Das Fragiles-X Syndrom (kurz FraX) wird durch einen Gendefekt auf dem X-Chromosom hervorgerufen (-> Ursache) und stellt die häufigste Form erblicher Lern- und geistiger Behinderung dar. Das Spektrum ist weitläufig, Jungen/Männer sind meist stärker betroffen als Mädchen/Frauen.
Man geht heute von einer Häufigkeit von etwa 1:3000 aus. Neben der mentalen Beeinträchtigung gibt es eine Reihe körperlicher Besonderheiten, die beim FraX auftreten können. Das Gesicht der Betroffenen ist meist lang und schmal, das Kinn kann sehr ausgeprägt und kantig sein. Der Kopfumfang ist überdurchschnittlich groß, er liegt aber noch im oberen Normalbereich. Die Ohren können sehr groß sein und stehen häufig ab. Die Merkmale des Gesichtes sind bei sehr jungen Kindern noch schwach ausgeprägt, treten aber mit zunehmendem Alter immer deutlicher hervor. Bei weiblichen Betroffenen mit FraX bleiben sie auch im Erwachsenenalter schwächer ausgeprägt. Erwachsene Männer haben zu 80% eine Hodenvergrößerung (Makroorchidie), diese kann auch schon bei Kindern deutlich sein. Die Gelenke sind oft überstreckbar. Die Muskelspannung Muskeltonus) ist häufig schwächer (Hypotonie), aber auch das Gegenteil, ein erhöhter Tonus (Hypertonie) ist möglich. Dadurch haben Betroffene einen auffälligen Gang, sie wirken schlaksig und etwas unbeholfen. Die körperlichen Merkmale sind einzeln nicht besonders auffällig, doch in der Kombination ergeben sie das für das FraX typische Erscheinungsbild.
Es gibt neben den äußerlichen Merkmalen vor allem aber Verhaltensauffälligkeiten, die bei Menschen mit FraX gehäuft vorkommen. Insbesondere zählen dazu Hyperaktivität und Aufmerksamkeitsdefizite. Einige Verhaltensweisen tragen autismusähnliche Züge, wie das Vermeiden von Blickkontakt, soziale Scheu, stereotypes Verhalten und das Bestehen auf Ritualen. Häufig wedeln Kinder mit den Händen oder beißen in den Handrücken, wenn sie besonders erregt sind. Betroffene mit FraX sind leicht erregbar und neigen vor allem in jungen Jahren zu heftigen Wutausbrüchen. Ihre Frustrationstoleranz ist niedrig, Bedürfnisse aufzuschieben fällt ihnen sehr schwer. Viele Verhaltensauffälligkeiten schwächen sich nach der Pubertät jedoch ab.

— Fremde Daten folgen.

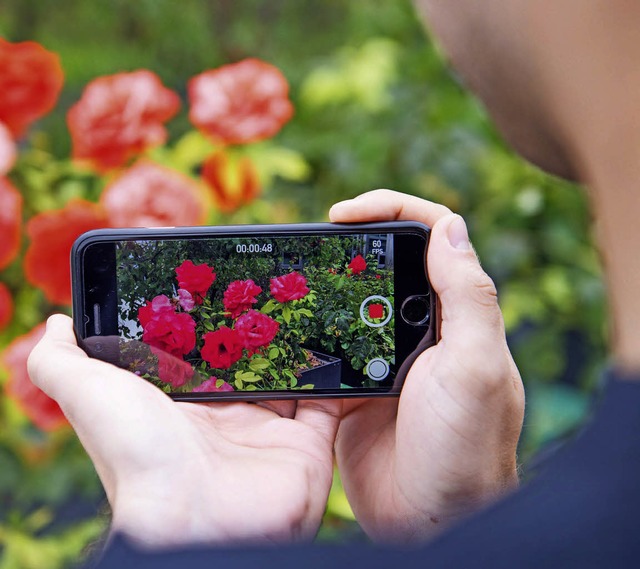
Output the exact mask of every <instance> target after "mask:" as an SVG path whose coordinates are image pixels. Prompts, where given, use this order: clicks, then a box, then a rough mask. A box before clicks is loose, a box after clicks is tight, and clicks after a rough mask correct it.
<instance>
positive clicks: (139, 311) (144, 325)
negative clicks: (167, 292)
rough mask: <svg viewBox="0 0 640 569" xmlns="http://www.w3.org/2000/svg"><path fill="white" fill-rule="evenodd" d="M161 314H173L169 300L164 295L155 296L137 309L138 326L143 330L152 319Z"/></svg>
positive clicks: (170, 304) (169, 301)
mask: <svg viewBox="0 0 640 569" xmlns="http://www.w3.org/2000/svg"><path fill="white" fill-rule="evenodd" d="M162 312H175V309H174V308H173V304H171V300H169V297H168V296H166V295H164V294H160V295H158V296H156V297H155V298H154V299H153V300H152V301H151V302H149V301H147V302H146V304H144V305H143V306H141V307H140V308H138V320H139V321H140V325H141V326H142V327H143V328H144V327H146V325H147V324H148V323H149V321H150V320H151V319H152V318H154V317H155V316H156V315H158V314H161V313H162Z"/></svg>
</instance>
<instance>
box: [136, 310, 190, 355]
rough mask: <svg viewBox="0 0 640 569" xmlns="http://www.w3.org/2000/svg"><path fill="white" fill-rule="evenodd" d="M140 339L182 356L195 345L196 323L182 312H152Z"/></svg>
mask: <svg viewBox="0 0 640 569" xmlns="http://www.w3.org/2000/svg"><path fill="white" fill-rule="evenodd" d="M142 340H143V342H145V343H146V344H149V345H150V346H153V347H154V348H158V349H159V350H164V351H165V352H167V353H168V354H171V355H173V356H177V357H180V356H184V355H185V354H188V353H189V352H190V351H191V350H193V348H195V346H196V323H195V321H194V320H193V318H191V316H189V315H188V314H185V313H184V312H181V313H177V312H170V311H168V310H165V311H162V312H159V313H154V314H153V316H152V318H151V319H150V320H149V321H148V322H147V324H146V326H144V328H143V332H142Z"/></svg>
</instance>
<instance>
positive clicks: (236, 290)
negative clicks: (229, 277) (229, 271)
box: [222, 279, 262, 319]
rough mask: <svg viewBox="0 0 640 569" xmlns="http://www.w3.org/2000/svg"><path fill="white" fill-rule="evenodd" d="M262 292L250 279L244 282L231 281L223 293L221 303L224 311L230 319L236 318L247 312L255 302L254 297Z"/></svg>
mask: <svg viewBox="0 0 640 569" xmlns="http://www.w3.org/2000/svg"><path fill="white" fill-rule="evenodd" d="M261 292H262V288H260V287H259V286H258V285H257V284H256V283H254V282H253V281H252V280H251V279H249V280H246V281H233V282H232V283H230V284H229V286H228V287H227V290H225V291H224V296H223V298H222V303H223V304H224V309H225V310H226V311H227V312H228V313H229V315H230V316H231V318H234V319H235V318H237V317H238V316H240V314H242V313H243V312H245V311H246V310H249V309H250V308H251V306H252V305H254V304H255V303H256V302H258V301H257V300H256V296H257V295H259V294H260V293H261Z"/></svg>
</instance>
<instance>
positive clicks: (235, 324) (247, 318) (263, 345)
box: [234, 310, 280, 353]
mask: <svg viewBox="0 0 640 569" xmlns="http://www.w3.org/2000/svg"><path fill="white" fill-rule="evenodd" d="M234 329H235V330H236V332H238V335H239V336H240V339H241V340H242V344H243V345H244V347H245V348H247V350H248V351H249V353H255V351H256V350H258V349H260V348H264V347H265V346H268V345H269V344H270V343H271V342H272V340H273V339H274V338H275V336H276V334H277V333H278V330H279V329H280V324H279V323H278V322H276V321H275V320H274V319H273V318H270V317H269V316H267V315H266V314H263V313H262V312H258V311H257V310H249V312H247V313H246V314H243V315H242V316H240V318H238V320H236V324H235V327H234Z"/></svg>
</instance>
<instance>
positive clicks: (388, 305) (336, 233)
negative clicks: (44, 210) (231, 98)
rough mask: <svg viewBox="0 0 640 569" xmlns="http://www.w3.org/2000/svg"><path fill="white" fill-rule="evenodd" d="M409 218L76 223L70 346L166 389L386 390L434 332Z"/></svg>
mask: <svg viewBox="0 0 640 569" xmlns="http://www.w3.org/2000/svg"><path fill="white" fill-rule="evenodd" d="M428 242H429V229H428V228H427V227H426V226H424V225H422V224H420V223H416V222H384V223H370V224H330V223H321V224H297V225H273V226H272V225H262V226H228V227H191V228H161V229H105V230H97V231H90V232H88V233H85V234H84V235H82V236H81V237H79V238H78V240H77V241H76V242H75V244H74V246H73V250H72V253H71V255H72V259H71V265H72V285H73V317H74V325H75V331H76V335H77V337H78V341H79V344H80V346H81V347H82V348H83V349H84V350H85V351H86V352H87V353H88V354H89V355H90V356H92V357H95V358H99V359H102V360H105V361H108V362H110V363H113V364H115V365H117V366H119V367H122V368H125V369H128V370H130V371H132V372H133V373H135V374H137V375H138V376H140V377H142V378H144V379H145V380H147V381H149V382H151V383H153V384H154V385H156V386H157V387H158V388H160V389H162V390H163V391H164V392H166V393H167V394H169V395H170V396H171V397H172V398H174V399H176V400H183V401H184V400H186V401H211V400H221V399H223V400H229V399H243V400H256V399H299V398H309V397H362V396H380V395H385V396H388V395H397V394H398V393H399V391H400V388H401V385H402V381H403V380H404V375H405V374H406V371H407V370H408V368H409V367H410V365H411V363H412V362H413V360H414V359H415V358H416V357H417V355H418V354H419V353H420V352H422V351H423V350H425V349H426V348H427V347H429V346H430V345H432V344H434V343H435V342H436V340H437V327H438V323H437V314H436V311H437V302H436V296H435V294H434V292H433V290H432V289H431V286H430V284H429V279H428V275H427V270H426V251H427V246H428Z"/></svg>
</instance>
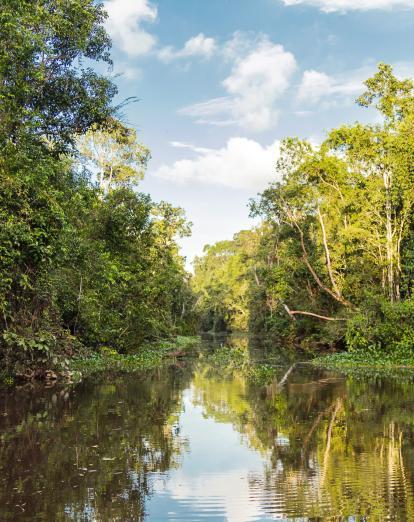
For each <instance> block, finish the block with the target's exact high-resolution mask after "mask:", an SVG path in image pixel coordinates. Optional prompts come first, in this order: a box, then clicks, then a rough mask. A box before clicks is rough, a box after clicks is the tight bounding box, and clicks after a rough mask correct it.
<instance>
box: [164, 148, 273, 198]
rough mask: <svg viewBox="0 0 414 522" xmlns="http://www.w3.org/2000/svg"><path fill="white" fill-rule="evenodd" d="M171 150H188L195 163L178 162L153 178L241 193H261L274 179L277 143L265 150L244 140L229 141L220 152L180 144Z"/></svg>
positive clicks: (183, 160)
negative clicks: (226, 186) (195, 156)
mask: <svg viewBox="0 0 414 522" xmlns="http://www.w3.org/2000/svg"><path fill="white" fill-rule="evenodd" d="M172 145H173V146H175V147H180V148H188V149H190V150H191V151H193V152H194V153H195V154H196V157H195V158H194V159H181V160H178V161H176V162H175V163H173V164H172V165H162V166H161V167H160V168H159V169H158V170H157V171H156V172H155V175H156V176H158V177H160V178H164V179H167V180H170V181H175V182H181V183H182V182H187V181H199V182H204V183H212V184H216V185H225V186H227V187H233V188H240V189H256V190H262V189H263V188H265V187H266V185H267V184H268V183H269V182H270V181H271V180H272V179H273V178H274V176H275V169H274V166H275V163H276V160H277V156H278V153H279V142H278V141H276V142H275V143H273V144H272V145H270V146H268V147H262V145H260V143H257V142H256V141H254V140H249V139H247V138H231V139H230V140H229V141H228V142H227V144H226V146H225V147H223V148H221V149H205V148H201V147H194V146H193V145H189V144H186V143H181V142H173V143H172Z"/></svg>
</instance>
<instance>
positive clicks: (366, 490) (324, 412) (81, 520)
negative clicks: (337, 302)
mask: <svg viewBox="0 0 414 522" xmlns="http://www.w3.org/2000/svg"><path fill="white" fill-rule="evenodd" d="M237 342H240V349H242V350H247V349H248V347H247V346H246V343H245V342H244V341H243V340H240V341H237V340H236V341H233V344H234V343H236V344H237ZM216 347H217V343H212V342H204V343H203V344H202V345H200V347H199V350H198V351H197V353H196V354H195V355H194V356H191V357H188V358H184V359H181V360H178V361H173V363H172V364H171V365H170V366H169V367H166V368H162V369H158V370H153V371H146V372H143V373H139V372H138V373H131V374H126V375H114V374H106V375H100V376H99V377H96V376H95V377H91V378H88V379H85V380H84V381H83V382H81V383H80V384H77V385H61V384H57V385H55V386H52V387H49V388H47V387H44V386H40V385H38V386H34V387H33V386H24V387H21V388H17V389H16V388H14V389H10V390H6V391H5V390H3V391H1V392H0V520H1V521H9V520H13V521H14V520H22V521H26V520H27V521H29V520H30V521H33V520H36V521H37V520H39V521H71V520H76V521H105V522H106V521H138V520H148V521H152V520H154V521H155V520H159V521H165V520H175V521H185V520H194V521H196V520H197V521H198V520H200V521H201V520H202V521H210V520H211V521H231V522H243V521H270V520H325V519H330V520H331V519H335V520H349V521H355V520H414V495H413V493H414V387H413V380H414V379H413V378H412V376H410V375H405V376H404V377H403V378H398V379H396V378H393V377H392V376H391V377H379V376H376V375H370V376H359V377H355V376H353V377H350V376H348V377H347V376H344V375H342V374H340V373H335V372H332V371H326V370H320V369H315V368H313V367H312V366H311V365H309V364H306V363H305V364H300V363H299V364H297V365H296V366H295V367H294V368H293V370H292V371H291V373H290V374H289V376H288V378H287V379H286V380H285V381H284V382H283V384H282V385H281V384H280V382H281V379H282V376H283V375H285V374H286V371H287V369H288V368H289V366H290V364H291V362H290V361H289V362H287V361H285V362H284V360H283V358H281V357H280V358H277V357H276V358H275V356H274V354H273V355H272V356H270V355H269V351H267V352H266V351H263V350H260V349H255V350H254V351H251V354H250V358H251V365H254V364H255V361H268V362H269V364H272V365H276V370H275V372H276V373H275V377H274V378H273V379H271V380H270V381H269V382H267V383H263V382H260V380H257V379H252V378H251V377H249V375H247V374H246V372H244V371H242V370H241V369H232V368H226V367H224V366H220V364H218V365H217V364H212V363H211V360H210V359H209V356H208V354H209V353H211V351H214V349H216Z"/></svg>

Die Entwicklung von Kindern mit FraX verläuft verzögert. Sie laufen spät und können Gleichgewichtsstörungen haben. Auch mit der Feinmotorik, wie z. B. dem Halten von Stiften oder dem Umgang mit Besteck haben sie häufig Probleme. Die Sprachentwicklung beginnt spät und verläuft langsam. Später haben die Kinder oft eine undeutliche Aussprache. Sie wiederholen einzelne Wörter oder Sätze (Echolalie), gern stellen sie auch immer wieder die gleichen Fragen. Bei jungen oder nur wenig sprechenden Betroffenen kann der passive Wortschatz größer sein als es der aktive Wortschatz vermuten lässt.
Trotz der oft erheblichen geistigen Beeinträchtigung haben die Betroffenen ein hervorragendes Langzeitgedächtnis. Vor allem Orte und Wege prägen sich fotografisch ein. Sie entwickeln oft ein starkes Interesse für ein Sachgebiet, auf dem sie sich dann ein erstaunliches Wissen aneignen können.
Die zuvor beschriebenen Merkmale des Fragilen-X Syndroms treten selten alle bei einem Menschen auf, es können sehr viele Symptome zutreffen, aber auch nur einige wenige. Auch ein Kind mit FraX ist immer ein Kind seiner Familie, mit vielen Ähnlichkeiten zu seinen Eltern, Geschwistern und Verwandten in Aussehen und Charakter.